Rasa tak nyaman dan firasat buruk tetiba menghinggapinya. Menumbuhkan banyak emosi yang ia simpan rapat-rapat untuk dirinya sendiri.
Akmal Sanjaya.
Pria berkulit putih bersih dengan tubuh tinggi nan kokoh, adalah pria satu anak bersama Arini Wulan Sanjaya.
Tatapan matanya tajam dan mudah mengintimidasi siapapun.
Hidungnya mancung dengan alis tebal yang membingkai mata tajamnya.
Tulang pipi dan tulang rahangnya demikian kokoh dengan rambut hitam legam yang membingkai wajahnya.
Dada bidangnya, menunjukkan kehangatan bagi siapapun yang jatuh dalam dekapannya.
Lengan kokohnya menjanjikan berjuta kekuatan untuk wanita manapun yang takluk di bawah kendali permainan nya.
Langkah lebarnya, menawarkan kepastian langkah hidup bagi siapapun yang bersedia menjadi pendampingnya.
Sayang seribu sayang.......
Seorang Akmal Sanjaya tak akan pernah puas meski harus mengorbankan hati wanita lain diluar sana selain istrinya.
Pertemuannya dengan seorang wanita desa yang cukup menawan dan memikat hatinya lebih dari setahun lalu, membuat jiwa lelakinya meronta hendak memiliki wanita bertubuh seksi itu.
Maka, Akmal mendekati wanita bernama Andhini Shakira itu dan menikahinya secara siri.
Awal mulanya, Akmal memang berniat mendekati saja.
Hingga kemudian ia tau kondisi gadis itu yang banyak membutuhkan banyak uang karna terlilit hutang, maka kesempatan nya untuk memiliki Andhini membentang luas di depan mata.
Berhasil memikat Andini dengan uangnya, ia juga rupanya berhasil membuat Andhini hamil.
Oh tidak!!
Ini benar-benar di luar skenarionya.
Memberi Andhini dua pilihan dengan sangat kejam.
Aborsi atau tidak.
Membuat Andhini tentu memilih untuk merawat anaknya.
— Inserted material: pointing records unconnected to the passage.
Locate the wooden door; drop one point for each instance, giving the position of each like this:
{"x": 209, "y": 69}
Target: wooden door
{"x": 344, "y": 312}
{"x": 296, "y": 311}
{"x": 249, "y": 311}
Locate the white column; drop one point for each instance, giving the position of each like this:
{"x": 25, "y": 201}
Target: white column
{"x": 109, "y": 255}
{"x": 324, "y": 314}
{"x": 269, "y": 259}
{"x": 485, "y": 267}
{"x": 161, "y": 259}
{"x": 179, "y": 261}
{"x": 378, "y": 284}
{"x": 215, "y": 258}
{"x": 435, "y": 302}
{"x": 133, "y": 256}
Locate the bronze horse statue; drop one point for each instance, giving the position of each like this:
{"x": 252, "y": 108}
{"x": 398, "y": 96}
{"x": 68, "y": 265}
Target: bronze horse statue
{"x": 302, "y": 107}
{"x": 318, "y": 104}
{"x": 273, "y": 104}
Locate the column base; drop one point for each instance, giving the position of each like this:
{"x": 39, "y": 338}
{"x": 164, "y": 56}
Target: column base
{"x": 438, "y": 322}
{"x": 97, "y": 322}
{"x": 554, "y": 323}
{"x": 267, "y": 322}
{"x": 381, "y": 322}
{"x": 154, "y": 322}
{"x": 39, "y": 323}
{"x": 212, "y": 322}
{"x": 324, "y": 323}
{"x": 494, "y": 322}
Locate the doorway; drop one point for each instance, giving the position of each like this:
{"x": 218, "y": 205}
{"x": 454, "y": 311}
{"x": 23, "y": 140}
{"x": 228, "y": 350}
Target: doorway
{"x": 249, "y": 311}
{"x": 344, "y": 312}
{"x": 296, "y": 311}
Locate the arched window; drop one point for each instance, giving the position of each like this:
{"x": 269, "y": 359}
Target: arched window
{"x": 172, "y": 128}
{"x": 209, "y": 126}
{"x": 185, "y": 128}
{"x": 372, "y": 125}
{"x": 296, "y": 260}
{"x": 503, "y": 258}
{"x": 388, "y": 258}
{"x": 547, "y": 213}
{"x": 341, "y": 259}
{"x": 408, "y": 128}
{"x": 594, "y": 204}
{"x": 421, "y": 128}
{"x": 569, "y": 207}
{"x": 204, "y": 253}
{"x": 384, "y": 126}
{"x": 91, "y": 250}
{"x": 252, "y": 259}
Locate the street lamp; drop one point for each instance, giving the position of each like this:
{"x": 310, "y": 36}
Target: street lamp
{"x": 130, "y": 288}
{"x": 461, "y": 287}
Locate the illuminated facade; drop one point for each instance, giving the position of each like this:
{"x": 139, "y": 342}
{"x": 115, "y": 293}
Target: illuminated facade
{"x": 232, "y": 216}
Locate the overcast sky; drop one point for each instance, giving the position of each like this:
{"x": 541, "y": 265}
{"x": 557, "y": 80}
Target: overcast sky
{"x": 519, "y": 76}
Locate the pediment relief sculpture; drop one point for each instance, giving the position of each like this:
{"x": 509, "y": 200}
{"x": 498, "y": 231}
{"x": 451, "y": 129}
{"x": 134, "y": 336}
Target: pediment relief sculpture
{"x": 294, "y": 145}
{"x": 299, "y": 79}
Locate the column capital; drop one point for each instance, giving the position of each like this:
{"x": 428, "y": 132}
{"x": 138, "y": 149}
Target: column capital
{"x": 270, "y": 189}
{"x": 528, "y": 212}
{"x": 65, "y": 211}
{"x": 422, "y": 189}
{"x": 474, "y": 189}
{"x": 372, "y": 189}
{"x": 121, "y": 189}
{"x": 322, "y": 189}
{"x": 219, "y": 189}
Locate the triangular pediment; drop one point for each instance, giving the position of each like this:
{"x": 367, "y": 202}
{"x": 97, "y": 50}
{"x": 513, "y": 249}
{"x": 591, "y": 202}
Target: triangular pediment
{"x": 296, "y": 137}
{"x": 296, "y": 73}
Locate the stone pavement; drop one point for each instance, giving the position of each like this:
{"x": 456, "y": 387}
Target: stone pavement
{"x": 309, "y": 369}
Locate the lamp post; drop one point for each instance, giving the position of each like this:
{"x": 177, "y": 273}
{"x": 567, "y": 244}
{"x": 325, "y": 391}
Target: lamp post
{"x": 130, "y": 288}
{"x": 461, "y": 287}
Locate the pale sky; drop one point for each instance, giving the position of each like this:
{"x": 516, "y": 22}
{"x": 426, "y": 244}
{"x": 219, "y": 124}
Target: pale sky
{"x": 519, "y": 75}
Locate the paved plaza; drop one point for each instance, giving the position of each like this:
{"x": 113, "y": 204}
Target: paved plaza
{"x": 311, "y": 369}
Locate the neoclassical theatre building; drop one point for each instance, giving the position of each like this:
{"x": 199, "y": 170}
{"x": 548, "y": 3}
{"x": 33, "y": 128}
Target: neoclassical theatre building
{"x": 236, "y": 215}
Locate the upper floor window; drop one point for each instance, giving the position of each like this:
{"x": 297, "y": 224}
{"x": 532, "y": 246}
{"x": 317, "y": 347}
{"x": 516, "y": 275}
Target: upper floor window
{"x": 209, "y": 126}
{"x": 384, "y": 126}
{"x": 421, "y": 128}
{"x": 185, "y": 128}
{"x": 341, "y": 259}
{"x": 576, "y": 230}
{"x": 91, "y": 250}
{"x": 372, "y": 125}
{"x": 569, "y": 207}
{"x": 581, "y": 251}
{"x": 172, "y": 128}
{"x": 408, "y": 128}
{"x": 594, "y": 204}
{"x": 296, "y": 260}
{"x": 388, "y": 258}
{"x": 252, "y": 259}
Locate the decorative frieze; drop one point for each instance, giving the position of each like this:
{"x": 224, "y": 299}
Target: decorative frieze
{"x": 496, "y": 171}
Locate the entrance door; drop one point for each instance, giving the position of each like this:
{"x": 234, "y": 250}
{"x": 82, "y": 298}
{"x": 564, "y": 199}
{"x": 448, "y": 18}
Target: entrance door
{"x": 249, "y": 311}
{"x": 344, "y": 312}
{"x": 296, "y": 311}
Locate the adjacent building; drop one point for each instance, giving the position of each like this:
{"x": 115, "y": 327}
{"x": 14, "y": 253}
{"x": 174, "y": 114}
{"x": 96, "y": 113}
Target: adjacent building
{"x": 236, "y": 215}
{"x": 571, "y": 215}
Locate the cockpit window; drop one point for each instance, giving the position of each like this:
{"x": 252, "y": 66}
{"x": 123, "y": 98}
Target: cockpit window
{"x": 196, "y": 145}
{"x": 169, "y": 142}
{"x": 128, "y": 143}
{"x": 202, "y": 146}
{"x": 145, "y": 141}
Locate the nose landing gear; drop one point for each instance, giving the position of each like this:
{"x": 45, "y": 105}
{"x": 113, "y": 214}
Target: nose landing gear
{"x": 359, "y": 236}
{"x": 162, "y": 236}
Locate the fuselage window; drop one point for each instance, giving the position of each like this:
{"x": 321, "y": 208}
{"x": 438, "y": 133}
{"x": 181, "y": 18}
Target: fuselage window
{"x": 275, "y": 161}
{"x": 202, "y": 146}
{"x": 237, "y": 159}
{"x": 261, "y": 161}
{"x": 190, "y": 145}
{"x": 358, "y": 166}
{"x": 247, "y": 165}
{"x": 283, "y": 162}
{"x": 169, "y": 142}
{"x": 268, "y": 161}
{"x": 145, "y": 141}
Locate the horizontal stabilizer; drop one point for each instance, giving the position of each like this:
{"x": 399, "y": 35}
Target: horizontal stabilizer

Maka, Akmal menjatuhkan talak saat itu juga, meninggalkan Andhini yang tengah mengandung anaknya.
Entah bagaimana kabar anak itu sekarang, Akmal seperti tak tega juga sebenarnya.
Biarlah, mungkin akhir pekan nanti ia akan mengunjungi Andhini ke kediamannya, rumah yang ia beli atas nama Andhini.
Bila memang Andhini masih mempertahankan darah daging Akmal, maka Akmal memutuskan untuk menikahinya secara legal.
Seperti ada kesadaran, Akmal mungkin memang harus menerima kehadiran anak dalam pernikahannya dengan Andhini.
Hingga mobil terparkir, mata Akmal seketika menggelap dengan rahang yang berubah kaku ketika melihat ada mobil Andhini juga terparkir di sana.
Firasat buruk benar-benar semakin kuat saat itu juga.
Langkah-langkah Akmal lebar menuju ruang tamu.
Wajahnya menegang dan gurat ketakutan menaungi wajah tampannya, meski usianya telah memasuki angka tiga puluh dua tahun.
Di sana, tepat saat ia menginjakkan kakinya di ruang tamu, Dhini menangis sesegukan dengan tamparan Arini mendarat di pipinya mulusnya.
Perih......
Sakit......
Terluka tentu saja.
Andhini tak bisa mengelak.
Sebelum Andhini datang kemari, ia telah memantapkan hatinya untuk apapun segala konsekuensi dari perbuatannya. Menanggung resiko terberatnya sekalipun.
"Kau tau bahwa Akmal telah menikah dan memiliki seorang putri?".
Arini histeris dengan teriakannya yang lantang, menunjuk Dhini dengan jari telunjuknya telat di kening Andhini.
"Aa...aku aku tau, nyonya... maafkan aku yang tak me......".
"Kau telah tau segalanya dan kau masih bersedia menjadi wanita simpanannya?
Sekarang aku tanya, apa keuntunganmu dengan menjadi pelampiasan nafsu suamiku?"
Mata Arini berkobar penuh amarah.
Ia tak bisa berkompromi kali ini. Ini bukan perihal hatinya saja, melainkan perihal hati seorang putri yang tentu akan terluka bila mengetahui papanya telah berbagi hati dengan orang lain.
"Keadaan yang mem-membuatku harus melakukannya.....
Aku mohon, nyonya......
Aku mohon......"
Andhini berlutut di hadapan Arini, mengiba dan mengemis kemurahan hati istri dari Akmal, pria yang sangat ia cintai.
"Hah? Keadaan macam apa?".
"Aku.... mengharapkan rupiah milik suamimu untuk keluargaku di kampung, nyonya".
Andhini berkata jujur. Ia tak mau membohongi siapapun lagi kali ini.
"Oh bagus. Dengan menjual diri. Begitu kah maksudmu?".
Andhini kalah telak kali ini.
Ia tak bisa menjawab sama sekali.
"Ta...ta-tapi aku berjanji aku tak akan merebutnya darimu. Aku tak butuh uang lagi. Aku sadar. Aku hanya butuh legalitas untuk bayiku. Setelahnya..... Aku bersedia di cerai meski dengan cara tak hormat sekalipun"
Dhini menangis meraung penuh luka.
Arini menatap nanar wanita simpanan suaminya ini.
Netra matanya tanpa semgaja menangkap siluet pria yang menjadi suaminya itu mematung di ambang pintu.
Kemarahan semakin membuncah tanpa kendali.
Tangannya kemudian terulur dan menarik rambut Andhini, menyeret Andhini dan berjalan ke arah Akmal yang membeku tak berdaya.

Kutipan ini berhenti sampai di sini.